Calvario: recensione del film con Brendan Gleeson

Calvario

In Calvario Padre James è il taciturno e riflessivo parroco di uno sperduto villaggio dell’Irlanda meridionale. La vita di tutti sembra passare monotona e inflessibile fino al giorno in cui il sacerdote, durante una confessione, viene minacciato di morte da un misterioso individuo, intenzionato ad ucciderlo per vendicarsi di abusi sessuali subiti da un prete durante l’infanzia. Avendo a disposizione una settimana per mettere a posto i propri affari, padre James dovrà cercare di scoprire chi fra i suoi parrocchiani, tutti apparentemente cordiali, è l’autore delle minacce, dovendo però scontrarsi con vecchi rancori e rapporti sociali non proprio idilliaci, scoprendo lui stesso di non esse quello che credeva.

 

Dopo l’esordio comico-grottesco di Un poliziotto da Happy Hour e una discreta carriera da sceneggiatore, John M. McDonagh cambia radicalmente rotta e stile, immergendosi totalmente in una brumosa e perturbante storia di segreti e bugie incastonata nella piovosa e gelida atmosfera campestre di un paese dove tutto appare il contrario di tutto, un microcosmo apparentemente felice in cui ognuno rivela progressivamente una diversa sfaccettatura nascosta della propria persona.

Calvario, il film

Scegliendo un intreccio che ricorda alla lontana i temi prediletti da Hitchcock (il mistero che si cela dietro la apparente normalità), il film si muove con un ritmo lento e contemplativo, seguendo il difficile percorso fisico e spirituale compiuto da padre James, interpretato da un misurato e stupendo Brendan Gleeson, verso la ricerca di una verità che non si ferma alla semplice identità del suo assassino, ma che lo condurrò in una vera e propria inchiesta sociologica di confronto diretto con i propri concittadini, scoprendo di non essere poi così rispettato e amato come credeva.

Lo stesso sacerdote dimostra di essere sommerso dai sensi di colpa e dalle incertezze, rivelano un rapporto contrastato con il proprio Dio e con gli amici/nemici più cari, a incominciare dalla sorella Fiona, una posata e tagliente Kelly Reilly, traccia di un passato che lui stesso non sa bene se considerare di piacere o dolore. Calvario compensa brillantemente l’andamento estatico delle sue atmosfere con situazioni per nulla prevedibili che catturano progressivamente l’attenzione dello spettatore, immergendolo in una pericolosa ricerca. James è un uomo comune, con i suoi vizi e debolezze, e l’essere diventato confessore involontario del suo futuro carnefice gli dà la forza per tirare le somme della propria vita, ecclesiastica e privata, rivelando strati incrostati di umanità tutto inaspettati.
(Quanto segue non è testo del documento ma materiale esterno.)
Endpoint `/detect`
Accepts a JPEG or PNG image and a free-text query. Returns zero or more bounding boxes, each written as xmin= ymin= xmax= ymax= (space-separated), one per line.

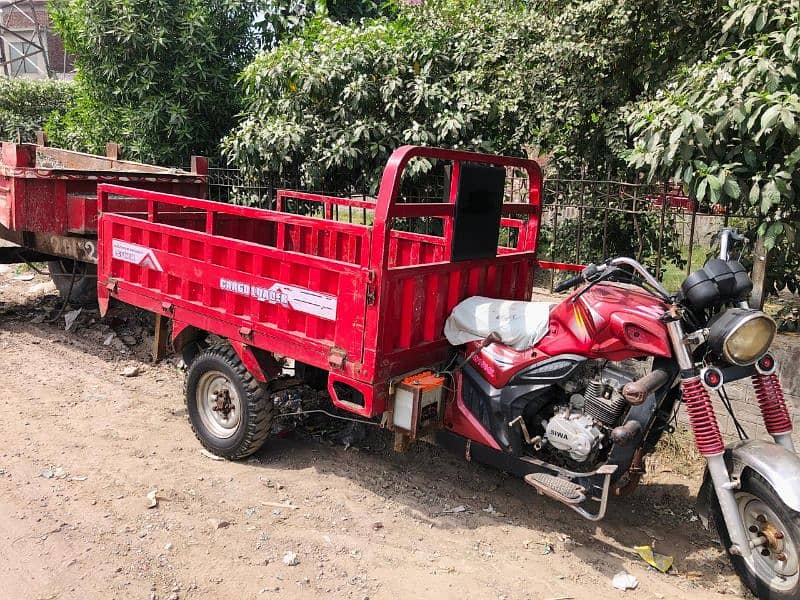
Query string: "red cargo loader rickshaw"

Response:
xmin=2 ymin=143 xmax=799 ymax=599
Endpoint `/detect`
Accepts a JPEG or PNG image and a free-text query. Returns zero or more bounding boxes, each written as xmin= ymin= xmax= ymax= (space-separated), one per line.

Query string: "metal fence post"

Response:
xmin=686 ymin=201 xmax=697 ymax=276
xmin=654 ymin=181 xmax=668 ymax=280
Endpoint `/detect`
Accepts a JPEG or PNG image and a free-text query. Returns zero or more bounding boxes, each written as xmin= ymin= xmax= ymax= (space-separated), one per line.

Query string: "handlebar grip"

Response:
xmin=554 ymin=273 xmax=584 ymax=293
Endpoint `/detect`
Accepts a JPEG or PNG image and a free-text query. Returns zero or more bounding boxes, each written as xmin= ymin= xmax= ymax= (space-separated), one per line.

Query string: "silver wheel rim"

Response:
xmin=195 ymin=370 xmax=242 ymax=439
xmin=737 ymin=491 xmax=799 ymax=592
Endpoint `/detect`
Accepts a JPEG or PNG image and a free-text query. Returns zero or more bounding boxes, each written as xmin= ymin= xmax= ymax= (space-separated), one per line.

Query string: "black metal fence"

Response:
xmin=205 ymin=163 xmax=764 ymax=292
xmin=536 ymin=178 xmax=762 ymax=290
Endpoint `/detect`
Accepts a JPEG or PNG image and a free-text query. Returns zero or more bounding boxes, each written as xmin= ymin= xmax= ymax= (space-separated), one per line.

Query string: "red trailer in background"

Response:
xmin=0 ymin=142 xmax=207 ymax=301
xmin=96 ymin=145 xmax=541 ymax=442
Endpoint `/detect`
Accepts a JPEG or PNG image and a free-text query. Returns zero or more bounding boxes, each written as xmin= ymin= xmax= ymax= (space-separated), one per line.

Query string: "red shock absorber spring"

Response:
xmin=752 ymin=373 xmax=793 ymax=435
xmin=681 ymin=376 xmax=725 ymax=456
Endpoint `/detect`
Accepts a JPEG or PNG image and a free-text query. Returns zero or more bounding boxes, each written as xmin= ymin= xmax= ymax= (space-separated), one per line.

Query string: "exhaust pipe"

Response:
xmin=622 ymin=368 xmax=672 ymax=406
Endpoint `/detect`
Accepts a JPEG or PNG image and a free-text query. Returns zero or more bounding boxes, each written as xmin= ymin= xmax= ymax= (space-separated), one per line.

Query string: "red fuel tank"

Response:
xmin=536 ymin=283 xmax=671 ymax=361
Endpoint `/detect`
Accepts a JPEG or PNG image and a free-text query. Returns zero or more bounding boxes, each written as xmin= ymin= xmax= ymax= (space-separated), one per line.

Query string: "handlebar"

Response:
xmin=553 ymin=258 xmax=671 ymax=300
xmin=554 ymin=273 xmax=584 ymax=293
xmin=554 ymin=264 xmax=601 ymax=293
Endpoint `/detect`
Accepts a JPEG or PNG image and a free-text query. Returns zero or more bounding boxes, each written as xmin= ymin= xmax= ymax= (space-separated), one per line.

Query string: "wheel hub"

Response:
xmin=738 ymin=493 xmax=799 ymax=590
xmin=195 ymin=371 xmax=242 ymax=439
xmin=212 ymin=389 xmax=235 ymax=418
xmin=757 ymin=517 xmax=787 ymax=557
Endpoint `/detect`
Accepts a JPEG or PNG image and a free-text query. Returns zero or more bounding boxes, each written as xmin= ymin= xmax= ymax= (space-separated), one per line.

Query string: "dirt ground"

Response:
xmin=0 ymin=267 xmax=752 ymax=600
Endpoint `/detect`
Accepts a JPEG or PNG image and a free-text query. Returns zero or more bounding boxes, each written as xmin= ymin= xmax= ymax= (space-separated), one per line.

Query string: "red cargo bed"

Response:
xmin=97 ymin=146 xmax=542 ymax=417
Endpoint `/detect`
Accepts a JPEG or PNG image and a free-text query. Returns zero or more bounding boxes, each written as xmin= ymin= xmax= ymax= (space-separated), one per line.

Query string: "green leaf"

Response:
xmin=786 ymin=146 xmax=800 ymax=167
xmin=764 ymin=222 xmax=784 ymax=251
xmin=755 ymin=8 xmax=767 ymax=31
xmin=760 ymin=105 xmax=781 ymax=131
xmin=780 ymin=108 xmax=796 ymax=134
xmin=760 ymin=180 xmax=780 ymax=214
xmin=742 ymin=4 xmax=758 ymax=29
xmin=723 ymin=178 xmax=740 ymax=199
xmin=749 ymin=181 xmax=761 ymax=206
xmin=696 ymin=178 xmax=708 ymax=203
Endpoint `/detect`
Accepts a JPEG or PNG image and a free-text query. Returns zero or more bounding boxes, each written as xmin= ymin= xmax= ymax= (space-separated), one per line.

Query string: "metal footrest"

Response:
xmin=524 ymin=464 xmax=617 ymax=521
xmin=524 ymin=472 xmax=586 ymax=505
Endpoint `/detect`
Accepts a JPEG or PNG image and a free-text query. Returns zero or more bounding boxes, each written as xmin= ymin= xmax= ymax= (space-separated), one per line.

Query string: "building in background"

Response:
xmin=0 ymin=0 xmax=72 ymax=79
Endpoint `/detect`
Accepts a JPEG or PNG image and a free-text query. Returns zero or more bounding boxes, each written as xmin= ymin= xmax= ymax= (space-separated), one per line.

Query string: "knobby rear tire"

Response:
xmin=184 ymin=342 xmax=273 ymax=460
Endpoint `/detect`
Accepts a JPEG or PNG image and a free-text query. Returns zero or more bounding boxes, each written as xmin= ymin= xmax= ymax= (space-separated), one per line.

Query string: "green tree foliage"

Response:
xmin=254 ymin=0 xmax=394 ymax=48
xmin=0 ymin=77 xmax=74 ymax=143
xmin=626 ymin=0 xmax=800 ymax=290
xmin=47 ymin=0 xmax=259 ymax=164
xmin=223 ymin=0 xmax=720 ymax=191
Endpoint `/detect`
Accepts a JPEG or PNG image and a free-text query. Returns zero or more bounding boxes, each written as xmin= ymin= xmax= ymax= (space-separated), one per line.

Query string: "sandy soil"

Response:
xmin=0 ymin=267 xmax=751 ymax=600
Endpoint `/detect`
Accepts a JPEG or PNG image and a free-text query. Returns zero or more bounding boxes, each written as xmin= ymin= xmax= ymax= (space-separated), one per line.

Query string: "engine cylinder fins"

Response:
xmin=584 ymin=378 xmax=627 ymax=426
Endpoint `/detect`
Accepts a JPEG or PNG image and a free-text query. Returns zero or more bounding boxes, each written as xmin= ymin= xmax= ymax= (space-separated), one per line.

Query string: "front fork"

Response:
xmin=666 ymin=321 xmax=796 ymax=557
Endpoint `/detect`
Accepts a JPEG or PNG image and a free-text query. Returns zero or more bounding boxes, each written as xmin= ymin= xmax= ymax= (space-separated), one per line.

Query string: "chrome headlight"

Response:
xmin=708 ymin=308 xmax=776 ymax=366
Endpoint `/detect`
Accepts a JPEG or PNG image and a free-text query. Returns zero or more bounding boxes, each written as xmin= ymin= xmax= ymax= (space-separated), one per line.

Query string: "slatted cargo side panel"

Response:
xmin=100 ymin=214 xmax=370 ymax=363
xmin=388 ymin=231 xmax=446 ymax=267
xmin=281 ymin=221 xmax=369 ymax=266
xmin=377 ymin=255 xmax=533 ymax=376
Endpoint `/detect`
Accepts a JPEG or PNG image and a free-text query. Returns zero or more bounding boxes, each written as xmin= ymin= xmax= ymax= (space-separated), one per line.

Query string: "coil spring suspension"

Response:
xmin=681 ymin=376 xmax=724 ymax=456
xmin=752 ymin=373 xmax=793 ymax=435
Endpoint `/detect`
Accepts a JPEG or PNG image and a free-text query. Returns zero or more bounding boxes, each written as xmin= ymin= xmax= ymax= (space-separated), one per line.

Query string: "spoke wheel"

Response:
xmin=712 ymin=470 xmax=800 ymax=599
xmin=185 ymin=343 xmax=273 ymax=459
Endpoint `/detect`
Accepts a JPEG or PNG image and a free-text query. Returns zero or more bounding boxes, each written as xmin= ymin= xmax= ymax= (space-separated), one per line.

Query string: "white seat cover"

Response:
xmin=443 ymin=296 xmax=552 ymax=351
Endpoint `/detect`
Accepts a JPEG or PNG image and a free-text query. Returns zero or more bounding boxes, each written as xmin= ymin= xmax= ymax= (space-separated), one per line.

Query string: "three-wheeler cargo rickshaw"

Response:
xmin=1 ymin=142 xmax=797 ymax=599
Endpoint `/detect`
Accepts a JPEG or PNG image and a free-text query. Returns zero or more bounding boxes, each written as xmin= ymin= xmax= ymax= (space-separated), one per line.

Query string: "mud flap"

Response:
xmin=229 ymin=340 xmax=282 ymax=383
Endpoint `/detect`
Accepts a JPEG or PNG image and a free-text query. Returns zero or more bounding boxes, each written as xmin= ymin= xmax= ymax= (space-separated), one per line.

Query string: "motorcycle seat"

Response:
xmin=443 ymin=296 xmax=552 ymax=351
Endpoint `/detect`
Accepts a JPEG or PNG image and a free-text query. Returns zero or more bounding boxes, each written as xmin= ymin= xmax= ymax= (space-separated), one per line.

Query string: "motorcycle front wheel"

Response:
xmin=712 ymin=470 xmax=800 ymax=599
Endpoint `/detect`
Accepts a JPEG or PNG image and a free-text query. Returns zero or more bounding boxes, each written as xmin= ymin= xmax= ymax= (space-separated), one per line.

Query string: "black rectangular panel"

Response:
xmin=450 ymin=163 xmax=505 ymax=262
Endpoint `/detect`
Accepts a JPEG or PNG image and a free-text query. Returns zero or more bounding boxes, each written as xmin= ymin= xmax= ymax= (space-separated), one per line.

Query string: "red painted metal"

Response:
xmin=536 ymin=260 xmax=583 ymax=272
xmin=229 ymin=340 xmax=282 ymax=383
xmin=443 ymin=373 xmax=502 ymax=450
xmin=466 ymin=342 xmax=551 ymax=389
xmin=459 ymin=282 xmax=671 ymax=389
xmin=97 ymin=145 xmax=543 ymax=419
xmin=752 ymin=373 xmax=793 ymax=435
xmin=681 ymin=376 xmax=725 ymax=456
xmin=0 ymin=142 xmax=207 ymax=239
xmin=537 ymin=284 xmax=671 ymax=361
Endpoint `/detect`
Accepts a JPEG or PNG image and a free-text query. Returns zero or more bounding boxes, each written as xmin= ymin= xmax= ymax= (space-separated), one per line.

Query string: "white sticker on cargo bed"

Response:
xmin=220 ymin=278 xmax=337 ymax=321
xmin=111 ymin=240 xmax=163 ymax=271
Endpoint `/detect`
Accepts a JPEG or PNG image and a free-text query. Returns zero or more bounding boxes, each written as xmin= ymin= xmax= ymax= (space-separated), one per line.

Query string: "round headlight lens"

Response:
xmin=708 ymin=309 xmax=776 ymax=366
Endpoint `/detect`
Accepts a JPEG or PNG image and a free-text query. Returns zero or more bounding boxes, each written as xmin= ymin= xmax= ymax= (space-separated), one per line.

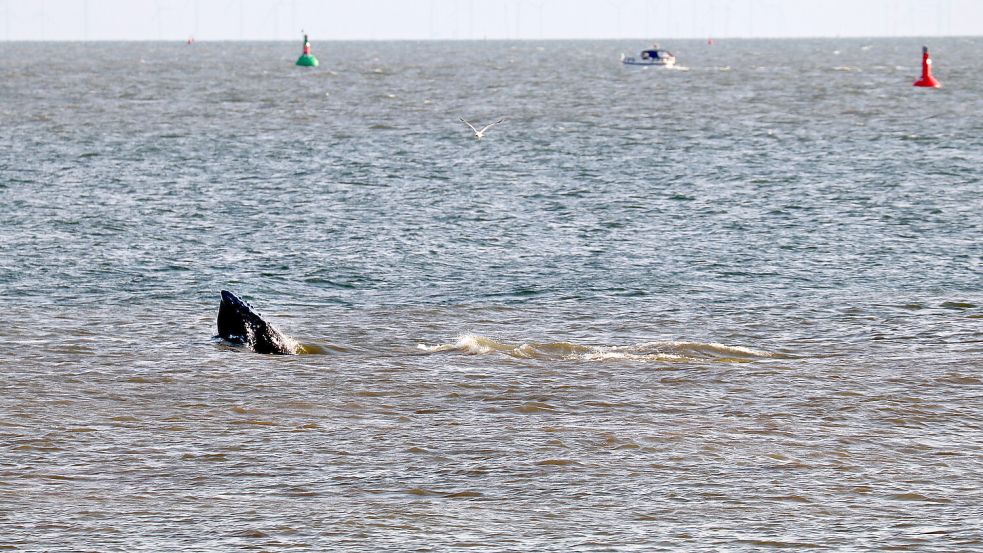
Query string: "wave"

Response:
xmin=211 ymin=333 xmax=327 ymax=355
xmin=417 ymin=333 xmax=777 ymax=363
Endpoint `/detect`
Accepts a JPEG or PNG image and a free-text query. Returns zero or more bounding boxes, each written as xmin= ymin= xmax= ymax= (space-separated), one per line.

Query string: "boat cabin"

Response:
xmin=641 ymin=49 xmax=672 ymax=61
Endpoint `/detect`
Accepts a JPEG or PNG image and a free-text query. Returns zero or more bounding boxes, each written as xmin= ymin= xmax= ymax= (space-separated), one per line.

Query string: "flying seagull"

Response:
xmin=460 ymin=117 xmax=506 ymax=139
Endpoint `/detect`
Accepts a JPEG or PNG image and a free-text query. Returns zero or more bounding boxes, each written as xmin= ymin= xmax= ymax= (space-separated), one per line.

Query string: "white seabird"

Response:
xmin=460 ymin=117 xmax=505 ymax=140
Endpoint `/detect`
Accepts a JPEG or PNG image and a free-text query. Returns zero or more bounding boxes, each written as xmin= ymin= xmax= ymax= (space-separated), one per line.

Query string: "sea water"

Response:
xmin=1 ymin=38 xmax=981 ymax=551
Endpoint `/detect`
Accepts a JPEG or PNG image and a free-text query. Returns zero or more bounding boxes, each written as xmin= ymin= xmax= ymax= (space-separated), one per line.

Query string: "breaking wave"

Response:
xmin=417 ymin=333 xmax=777 ymax=363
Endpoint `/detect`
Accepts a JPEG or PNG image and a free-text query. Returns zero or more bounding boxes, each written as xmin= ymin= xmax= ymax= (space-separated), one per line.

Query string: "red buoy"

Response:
xmin=913 ymin=46 xmax=941 ymax=88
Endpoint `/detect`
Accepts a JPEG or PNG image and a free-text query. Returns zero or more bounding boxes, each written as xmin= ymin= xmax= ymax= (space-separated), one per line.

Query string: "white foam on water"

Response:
xmin=418 ymin=335 xmax=773 ymax=363
xmin=417 ymin=333 xmax=510 ymax=355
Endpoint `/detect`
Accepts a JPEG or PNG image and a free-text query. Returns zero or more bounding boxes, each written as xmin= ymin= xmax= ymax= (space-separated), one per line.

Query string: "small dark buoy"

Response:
xmin=913 ymin=46 xmax=941 ymax=88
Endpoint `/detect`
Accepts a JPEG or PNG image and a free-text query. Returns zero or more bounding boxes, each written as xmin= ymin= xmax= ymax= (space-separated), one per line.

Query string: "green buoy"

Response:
xmin=296 ymin=33 xmax=319 ymax=67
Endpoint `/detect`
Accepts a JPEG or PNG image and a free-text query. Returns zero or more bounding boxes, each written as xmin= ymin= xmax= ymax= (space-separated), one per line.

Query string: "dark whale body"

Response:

Il calvario che dà il titolo al film non è solo quello di Cristo, non è il percorso di penitenza di padre James, non è il trauma infantile di un uomo; è il calvario di ogni essere vivente messo dinnanzi alla faticosa vita di tutti i giorni, una vita in cui, come nel paese di questo racconto, i segreti e le menzogne prima o poi escono dalla patina di sporcizia di cui sono coperti.